Yes, as King Solomon told us a few years ago (Ecclesiastes Chapter 3), there is a time for every purpose under heaven. Hey - you could write a song about it, and Pete Seeger did. He added six words ("I swear it's not too late") to the Biblical verses, plus one word sung three times, and there you go - it's a hit!

That one word clause is, of course, Turn! Turn! Turn! - hence, the name of the song. Also hence, the photo above of two arctic terns. It's almost impossible to get a photo of one tern alone. They tend to travel in pairs, because ... [you see where Abq Jew is going with this].

Wikipedia tells us:
"Turn! Turn! Turn!", or "Turn! Turn! Turn! (To Everything There Is a Season)", is a song written by Pete Seeger in the late 1950s and first recorded in 1959. 
The lyrics – except for the title, which is repeated throughout the song, and the final two lines – consist of the first eight verses of the third chapter of the biblical Book of Ecclesiastes. 
The song was originally released in 1962 as "To Everything There Is a Season" on folk group the Limeliters' album Folk Matinee, and then some months later on Seeger's own The Bitter and the Sweet.

The song became an international hit in late 1965 when it was adapted by the American folk rock group the Byrds
And more:
The song is notable for being one of a few instances in popular music in which a large portion of the Bible is set to music. [Another example being the Melodians' (and Boney M's) "Rivers of Babylon" (see August 2019's Celebrating Tisha B'Av)].

And even more:

"Turn! Turn! Turn!" had first been arranged by the Byrds' lead guitarist Jim McGuinn in a chamber-folk style during sessions for Judy Collins' 1963 album, Judy Collins 3.

The idea of reviving the song came to McGuinn during the Byrds' July 1965 tour of the American Midwest, when his future wife, Dolores, requested the tune on the Byrds' tour bus. 
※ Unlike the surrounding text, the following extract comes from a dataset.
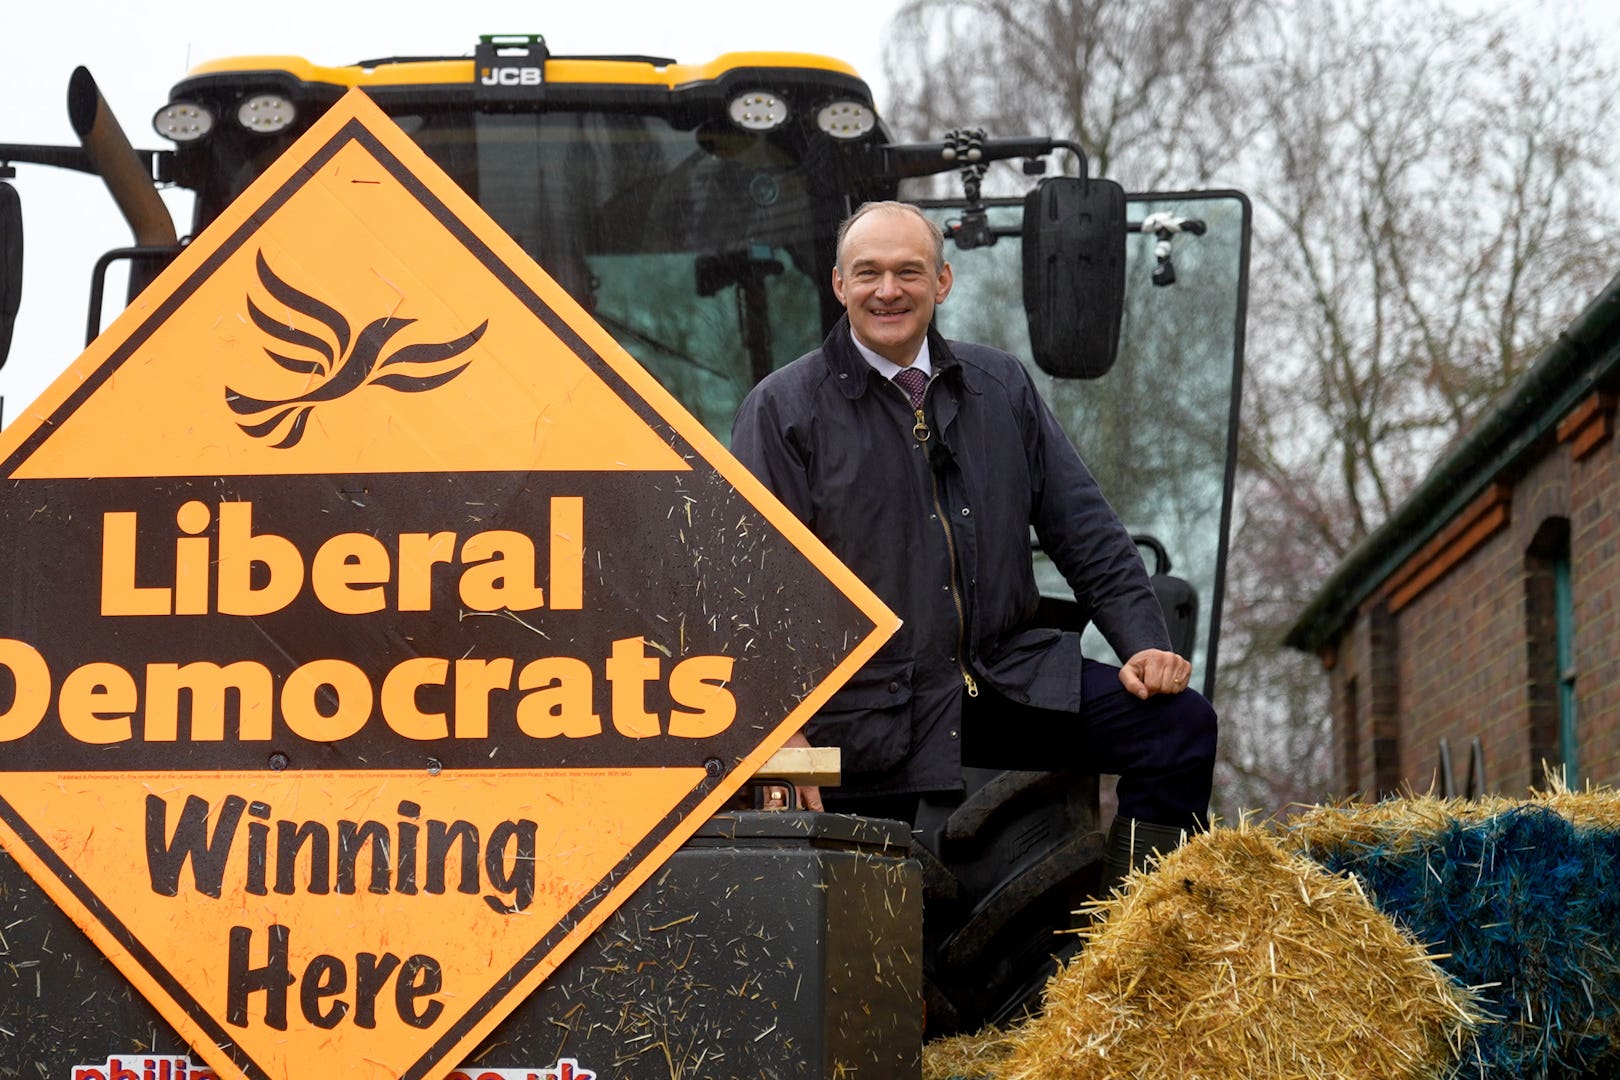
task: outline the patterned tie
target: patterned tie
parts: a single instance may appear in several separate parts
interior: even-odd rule
[[[901,368],[894,373],[894,381],[911,399],[913,409],[922,408],[923,391],[928,389],[928,376],[914,367]]]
The rendering that McGuinn dutifully played came out sounding not like a folk song but more like a rock/folk hybrid, perfectly in keeping with the Byrds' status as pioneers of the folk rock genre. McGuinn explained, 

"It was a standard folk song by that time, but I played it and it came out rock 'n' roll because that's what I was programmed to do like a computer. I couldn't do it as it was traditionally. It came out with that samba beat, and we thought it would make a good single."
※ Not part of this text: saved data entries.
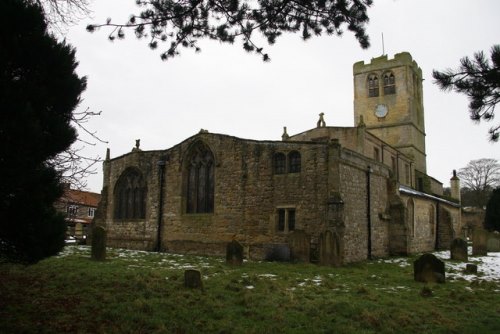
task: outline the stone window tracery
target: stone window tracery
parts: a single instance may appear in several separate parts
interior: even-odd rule
[[[295,230],[295,208],[278,209],[278,231],[291,232]]]
[[[378,77],[375,74],[368,76],[368,97],[378,96]]]
[[[396,81],[392,72],[384,74],[384,95],[396,94]]]
[[[142,174],[133,168],[125,170],[115,185],[115,219],[144,219],[146,194]]]
[[[274,174],[286,173],[286,156],[283,153],[274,154]]]
[[[214,155],[202,143],[191,150],[187,165],[186,212],[214,212]]]
[[[289,173],[300,173],[300,153],[297,151],[292,151],[288,154],[288,172]]]

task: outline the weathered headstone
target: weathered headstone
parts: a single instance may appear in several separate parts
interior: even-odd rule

The master recording of the song reportedly took the Byrds 78 takes, spread over five days of recording, to complete.

Here are three versions of the song.

First - the Limeliters. Yes, the Limeliters got there first (as they often did) - but this their version is probably the least-remembered, for no reason that Abq Jew can discern. Well, there is the banjo.

Second - the Springsteen/McGuinn folk-rock version, pioneered by the Byrds, led by Roger McGuinn (of the 12-string Rickenbacker). McGuinn (fka Jim) also plays banjo, and for years worked as a sideman for the Limeliters, the Chad Mitchell Trio, Judy Collins, and other folk music artists.

Third - Judy Collins. Every true folkie know this version, possibly the purest ever recorded. It's from Judy's appearance on Pete Seeger's mid-'60s show Rainbow Quest.

And then ...


Abq Jew's Aunt Bea (see December 2016's Starting With Aunt Bea) has, thank God, just completed 96 trips around our sun and celebrated her 96th birthday!


May this be a good, happy, healthy year for all of us!